Sami had so much melanin stored up in her skin it didn’t seem to affect her. And the bugs apparently thought she was toxic and avoided her. Isaac and Lex had a little sunburn and a few bites, but neither one complained.
Sleeping that first night was pretty awkward. There were three men and three women in a pretty small shelter. Somehow we managed to segregate, with the girls on one mat and the boys on the other. But it was still weird. After tomorrow, I thought we’d be so exhausted it wouldn’t even matter.
Actually, this was a strange Survivor-esque show. There were only a few people in their twenties—the rest were older. I squeezed my eyes tightly as if that would help me remember my files so I’d know who we were up against in the Inuit tribe.

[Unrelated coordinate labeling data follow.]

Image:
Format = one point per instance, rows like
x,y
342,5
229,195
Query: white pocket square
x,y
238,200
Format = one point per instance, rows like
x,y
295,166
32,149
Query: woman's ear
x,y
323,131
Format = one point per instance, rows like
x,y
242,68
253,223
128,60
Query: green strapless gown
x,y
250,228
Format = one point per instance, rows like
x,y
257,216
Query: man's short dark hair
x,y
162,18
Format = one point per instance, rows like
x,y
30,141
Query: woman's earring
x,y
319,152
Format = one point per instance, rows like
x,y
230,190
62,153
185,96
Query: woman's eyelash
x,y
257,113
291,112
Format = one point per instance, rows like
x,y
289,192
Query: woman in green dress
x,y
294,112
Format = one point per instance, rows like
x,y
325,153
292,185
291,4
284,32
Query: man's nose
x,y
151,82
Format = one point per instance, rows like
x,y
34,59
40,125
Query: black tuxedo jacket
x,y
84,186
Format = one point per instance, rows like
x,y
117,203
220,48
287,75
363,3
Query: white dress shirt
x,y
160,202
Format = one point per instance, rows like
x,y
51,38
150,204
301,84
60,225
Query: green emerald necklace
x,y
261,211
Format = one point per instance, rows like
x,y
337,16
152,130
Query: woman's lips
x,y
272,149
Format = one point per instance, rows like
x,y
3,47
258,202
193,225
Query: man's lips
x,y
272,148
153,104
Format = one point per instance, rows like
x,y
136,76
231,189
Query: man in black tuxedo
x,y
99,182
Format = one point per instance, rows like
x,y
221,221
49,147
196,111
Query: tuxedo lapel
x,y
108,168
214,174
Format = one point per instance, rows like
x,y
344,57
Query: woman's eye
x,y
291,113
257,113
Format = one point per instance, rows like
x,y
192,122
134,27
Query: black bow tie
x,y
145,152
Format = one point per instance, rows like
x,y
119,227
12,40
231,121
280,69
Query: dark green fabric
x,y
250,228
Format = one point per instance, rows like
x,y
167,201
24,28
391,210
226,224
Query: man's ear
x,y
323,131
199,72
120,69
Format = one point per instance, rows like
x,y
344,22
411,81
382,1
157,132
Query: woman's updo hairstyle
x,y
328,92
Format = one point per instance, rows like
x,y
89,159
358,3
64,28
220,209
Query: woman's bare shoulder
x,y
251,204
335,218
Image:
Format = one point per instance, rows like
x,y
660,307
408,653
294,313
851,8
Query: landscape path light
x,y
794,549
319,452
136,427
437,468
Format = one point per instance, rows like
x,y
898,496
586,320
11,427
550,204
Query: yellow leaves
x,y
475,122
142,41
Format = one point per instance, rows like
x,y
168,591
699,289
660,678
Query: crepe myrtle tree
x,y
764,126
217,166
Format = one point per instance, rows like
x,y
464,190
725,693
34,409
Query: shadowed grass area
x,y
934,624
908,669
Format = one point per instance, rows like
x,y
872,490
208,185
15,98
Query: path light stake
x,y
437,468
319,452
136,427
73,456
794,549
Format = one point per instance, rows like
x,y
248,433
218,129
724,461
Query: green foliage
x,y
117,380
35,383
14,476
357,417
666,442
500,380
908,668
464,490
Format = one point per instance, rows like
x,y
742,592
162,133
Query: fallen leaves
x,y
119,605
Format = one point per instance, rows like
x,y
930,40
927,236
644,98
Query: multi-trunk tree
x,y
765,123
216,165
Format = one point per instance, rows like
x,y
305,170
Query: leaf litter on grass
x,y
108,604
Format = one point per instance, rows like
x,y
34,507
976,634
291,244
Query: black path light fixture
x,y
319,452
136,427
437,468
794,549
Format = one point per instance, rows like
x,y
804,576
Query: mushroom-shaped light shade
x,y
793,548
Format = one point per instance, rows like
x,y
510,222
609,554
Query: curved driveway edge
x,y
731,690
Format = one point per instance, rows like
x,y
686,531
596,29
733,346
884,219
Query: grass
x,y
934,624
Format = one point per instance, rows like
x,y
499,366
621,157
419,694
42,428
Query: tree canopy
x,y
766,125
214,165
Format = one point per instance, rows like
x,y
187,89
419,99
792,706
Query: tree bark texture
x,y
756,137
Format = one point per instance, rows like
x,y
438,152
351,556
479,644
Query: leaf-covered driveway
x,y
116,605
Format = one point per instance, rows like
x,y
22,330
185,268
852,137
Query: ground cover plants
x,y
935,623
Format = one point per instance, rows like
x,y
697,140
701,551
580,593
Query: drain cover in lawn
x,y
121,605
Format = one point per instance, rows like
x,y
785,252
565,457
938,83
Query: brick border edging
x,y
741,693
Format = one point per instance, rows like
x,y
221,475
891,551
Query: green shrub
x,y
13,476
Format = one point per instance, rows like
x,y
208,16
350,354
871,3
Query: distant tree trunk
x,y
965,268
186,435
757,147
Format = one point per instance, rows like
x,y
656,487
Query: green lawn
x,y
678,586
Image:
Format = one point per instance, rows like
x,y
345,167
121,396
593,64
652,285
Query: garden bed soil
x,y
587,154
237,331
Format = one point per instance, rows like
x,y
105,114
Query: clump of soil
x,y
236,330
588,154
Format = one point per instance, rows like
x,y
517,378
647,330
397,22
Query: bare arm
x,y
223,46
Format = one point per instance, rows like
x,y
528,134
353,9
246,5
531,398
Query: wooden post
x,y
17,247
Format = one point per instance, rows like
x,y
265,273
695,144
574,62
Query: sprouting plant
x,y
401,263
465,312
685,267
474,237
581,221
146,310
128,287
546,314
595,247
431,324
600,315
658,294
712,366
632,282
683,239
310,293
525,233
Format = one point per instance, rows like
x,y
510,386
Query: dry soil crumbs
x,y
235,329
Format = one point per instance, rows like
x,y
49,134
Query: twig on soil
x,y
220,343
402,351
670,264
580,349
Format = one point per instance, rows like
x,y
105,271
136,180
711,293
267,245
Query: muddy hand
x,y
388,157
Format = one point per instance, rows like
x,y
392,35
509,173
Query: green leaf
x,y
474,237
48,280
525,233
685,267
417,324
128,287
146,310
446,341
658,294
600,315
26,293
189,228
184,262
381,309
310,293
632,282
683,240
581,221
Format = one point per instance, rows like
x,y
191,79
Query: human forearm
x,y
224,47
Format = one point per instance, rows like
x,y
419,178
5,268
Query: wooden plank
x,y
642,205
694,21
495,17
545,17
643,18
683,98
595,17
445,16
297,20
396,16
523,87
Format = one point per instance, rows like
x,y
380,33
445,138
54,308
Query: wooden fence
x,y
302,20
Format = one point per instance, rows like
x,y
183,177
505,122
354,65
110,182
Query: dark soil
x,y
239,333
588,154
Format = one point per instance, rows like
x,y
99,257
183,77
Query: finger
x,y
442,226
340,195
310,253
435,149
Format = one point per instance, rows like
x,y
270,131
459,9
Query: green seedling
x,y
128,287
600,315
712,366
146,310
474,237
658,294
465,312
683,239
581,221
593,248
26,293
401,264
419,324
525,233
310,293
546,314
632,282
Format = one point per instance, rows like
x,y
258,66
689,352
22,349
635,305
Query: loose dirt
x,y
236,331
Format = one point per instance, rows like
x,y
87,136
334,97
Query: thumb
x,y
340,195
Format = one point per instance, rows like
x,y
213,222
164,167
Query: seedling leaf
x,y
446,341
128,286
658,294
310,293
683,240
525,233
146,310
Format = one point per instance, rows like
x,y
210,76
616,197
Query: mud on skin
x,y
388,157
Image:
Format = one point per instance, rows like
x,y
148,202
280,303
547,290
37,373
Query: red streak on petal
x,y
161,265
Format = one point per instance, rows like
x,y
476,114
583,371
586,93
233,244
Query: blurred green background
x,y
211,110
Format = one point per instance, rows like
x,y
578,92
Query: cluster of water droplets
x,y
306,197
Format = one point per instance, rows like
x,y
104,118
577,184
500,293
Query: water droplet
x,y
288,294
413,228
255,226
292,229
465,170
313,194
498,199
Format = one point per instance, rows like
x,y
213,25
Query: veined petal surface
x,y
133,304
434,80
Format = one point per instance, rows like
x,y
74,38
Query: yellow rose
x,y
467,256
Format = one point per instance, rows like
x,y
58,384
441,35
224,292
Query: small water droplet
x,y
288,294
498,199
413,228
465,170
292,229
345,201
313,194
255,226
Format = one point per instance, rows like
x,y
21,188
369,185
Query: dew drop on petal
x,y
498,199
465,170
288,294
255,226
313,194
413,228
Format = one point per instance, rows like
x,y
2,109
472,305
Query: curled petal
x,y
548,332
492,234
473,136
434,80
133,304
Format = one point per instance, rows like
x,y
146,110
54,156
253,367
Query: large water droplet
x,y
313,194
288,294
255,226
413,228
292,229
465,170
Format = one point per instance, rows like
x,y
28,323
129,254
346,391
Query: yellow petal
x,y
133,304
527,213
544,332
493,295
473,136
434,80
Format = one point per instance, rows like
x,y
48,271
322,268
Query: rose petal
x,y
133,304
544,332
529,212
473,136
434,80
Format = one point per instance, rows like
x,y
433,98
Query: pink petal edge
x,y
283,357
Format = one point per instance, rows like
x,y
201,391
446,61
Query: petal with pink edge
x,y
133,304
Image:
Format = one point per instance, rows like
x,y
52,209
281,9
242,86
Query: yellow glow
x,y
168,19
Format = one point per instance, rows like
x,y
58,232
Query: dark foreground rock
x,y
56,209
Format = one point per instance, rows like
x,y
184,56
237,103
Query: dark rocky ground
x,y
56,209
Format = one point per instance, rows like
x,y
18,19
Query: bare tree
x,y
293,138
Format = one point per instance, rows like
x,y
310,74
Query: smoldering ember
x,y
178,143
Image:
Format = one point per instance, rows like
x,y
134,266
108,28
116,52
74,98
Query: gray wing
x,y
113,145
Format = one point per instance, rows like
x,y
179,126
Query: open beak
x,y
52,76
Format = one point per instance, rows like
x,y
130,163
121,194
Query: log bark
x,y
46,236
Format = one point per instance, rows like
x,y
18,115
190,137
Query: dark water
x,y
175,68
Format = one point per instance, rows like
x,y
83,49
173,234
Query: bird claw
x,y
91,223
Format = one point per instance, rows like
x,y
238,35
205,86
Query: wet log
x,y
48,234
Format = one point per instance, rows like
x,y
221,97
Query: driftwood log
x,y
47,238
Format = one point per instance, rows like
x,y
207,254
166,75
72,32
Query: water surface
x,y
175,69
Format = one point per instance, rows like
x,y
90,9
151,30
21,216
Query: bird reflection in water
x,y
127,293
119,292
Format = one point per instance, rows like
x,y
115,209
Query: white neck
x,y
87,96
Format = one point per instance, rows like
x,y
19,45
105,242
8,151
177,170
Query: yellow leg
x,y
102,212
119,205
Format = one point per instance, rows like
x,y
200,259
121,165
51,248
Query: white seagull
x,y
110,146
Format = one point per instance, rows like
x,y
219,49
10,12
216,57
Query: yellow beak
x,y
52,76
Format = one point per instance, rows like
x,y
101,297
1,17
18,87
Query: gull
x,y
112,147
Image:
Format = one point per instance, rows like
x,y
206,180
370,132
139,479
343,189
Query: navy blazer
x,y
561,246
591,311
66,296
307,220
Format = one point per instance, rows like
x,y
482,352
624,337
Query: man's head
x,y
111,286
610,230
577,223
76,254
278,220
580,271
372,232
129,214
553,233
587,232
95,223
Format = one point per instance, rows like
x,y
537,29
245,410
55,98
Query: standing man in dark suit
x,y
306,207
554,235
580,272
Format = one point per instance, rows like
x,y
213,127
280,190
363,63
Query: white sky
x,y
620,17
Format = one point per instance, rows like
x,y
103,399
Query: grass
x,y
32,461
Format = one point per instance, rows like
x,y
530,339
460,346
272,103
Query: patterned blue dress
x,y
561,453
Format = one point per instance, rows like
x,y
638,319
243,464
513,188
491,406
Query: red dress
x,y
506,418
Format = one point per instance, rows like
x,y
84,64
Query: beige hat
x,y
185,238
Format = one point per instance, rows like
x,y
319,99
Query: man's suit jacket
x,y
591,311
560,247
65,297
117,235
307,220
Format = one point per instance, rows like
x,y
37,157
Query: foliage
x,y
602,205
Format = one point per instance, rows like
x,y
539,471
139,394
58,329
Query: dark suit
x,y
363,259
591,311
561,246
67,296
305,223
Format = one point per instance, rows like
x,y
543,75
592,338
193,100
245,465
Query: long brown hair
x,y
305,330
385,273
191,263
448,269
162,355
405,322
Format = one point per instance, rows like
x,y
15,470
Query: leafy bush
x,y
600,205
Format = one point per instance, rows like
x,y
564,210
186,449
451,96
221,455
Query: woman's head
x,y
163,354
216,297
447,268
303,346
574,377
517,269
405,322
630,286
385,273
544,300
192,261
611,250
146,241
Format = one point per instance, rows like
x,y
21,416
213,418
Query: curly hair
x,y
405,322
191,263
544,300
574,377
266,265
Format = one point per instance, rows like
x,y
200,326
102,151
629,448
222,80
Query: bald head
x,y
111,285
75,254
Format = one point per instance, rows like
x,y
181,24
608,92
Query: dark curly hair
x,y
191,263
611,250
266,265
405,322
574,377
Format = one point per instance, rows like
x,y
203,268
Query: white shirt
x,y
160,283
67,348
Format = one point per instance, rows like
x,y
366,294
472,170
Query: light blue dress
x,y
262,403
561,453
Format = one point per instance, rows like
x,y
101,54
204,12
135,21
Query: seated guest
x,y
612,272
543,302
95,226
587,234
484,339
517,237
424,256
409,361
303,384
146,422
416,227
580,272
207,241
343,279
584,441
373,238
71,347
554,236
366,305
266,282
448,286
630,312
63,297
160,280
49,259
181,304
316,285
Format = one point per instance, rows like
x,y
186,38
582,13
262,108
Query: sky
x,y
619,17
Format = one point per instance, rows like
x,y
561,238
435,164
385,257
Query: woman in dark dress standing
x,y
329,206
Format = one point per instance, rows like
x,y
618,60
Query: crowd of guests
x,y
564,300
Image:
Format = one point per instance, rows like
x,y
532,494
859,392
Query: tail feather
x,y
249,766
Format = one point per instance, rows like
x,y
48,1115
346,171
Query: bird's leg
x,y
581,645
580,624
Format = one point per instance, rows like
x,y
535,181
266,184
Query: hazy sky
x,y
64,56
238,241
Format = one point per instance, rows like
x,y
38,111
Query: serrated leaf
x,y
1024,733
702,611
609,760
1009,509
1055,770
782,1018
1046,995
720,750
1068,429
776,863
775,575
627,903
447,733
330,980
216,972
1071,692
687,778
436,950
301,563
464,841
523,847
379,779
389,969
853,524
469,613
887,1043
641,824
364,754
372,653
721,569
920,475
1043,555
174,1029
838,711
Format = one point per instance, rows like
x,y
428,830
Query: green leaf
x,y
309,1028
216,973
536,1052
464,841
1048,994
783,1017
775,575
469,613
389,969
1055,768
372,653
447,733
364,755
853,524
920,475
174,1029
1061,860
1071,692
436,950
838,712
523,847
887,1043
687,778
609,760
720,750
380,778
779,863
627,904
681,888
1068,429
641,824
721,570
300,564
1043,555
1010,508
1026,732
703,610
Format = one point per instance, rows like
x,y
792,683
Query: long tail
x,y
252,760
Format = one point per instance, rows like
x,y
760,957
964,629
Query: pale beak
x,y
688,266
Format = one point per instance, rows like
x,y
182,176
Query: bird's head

I’d already kind of met Liliana, the artist. Let’s see, there was Kit—a model who was the first to go home on two different seasons of The Bachelor. My guess was she was a little reality show nuts.
Kit and Liliana were the only girls on the team. They bunked with Bob, the career politician; Brick Phoenix—I’m giving you his full name because (1) it was completely ridiculous, and (2) his real name was Norman Finkelstein—an actor, of course; Moe, an unemployed and overweight thirty-year-old who still lived at home (well, at least not that month); and Dr. Andy, a therapist.
Yeesh. The Inuit tribe was younger than we were, so I figured that might be a problem the next day.
“I’ll git you, Johnny Reb!” Silas cried out in his sleep.
This was going to be a loooooong four weeks.
Chapter Nine
THE SPHINX: We are number one. All others are number two, or lower.
—Mystery Men
I tried to sleep. Really, I did. But it was impossible. It appeared that some of the members of our team talked, shouted and sang in their sleep—except for me, Lex and Isaac. I’d have to figure out a way to deal with that. Otherwise, I’d drop dead from lack of sleep.
It was so early the sun wasn’t up yet. I had no idea what time it was, so I climbed to my feet and slipped out of our lean-to.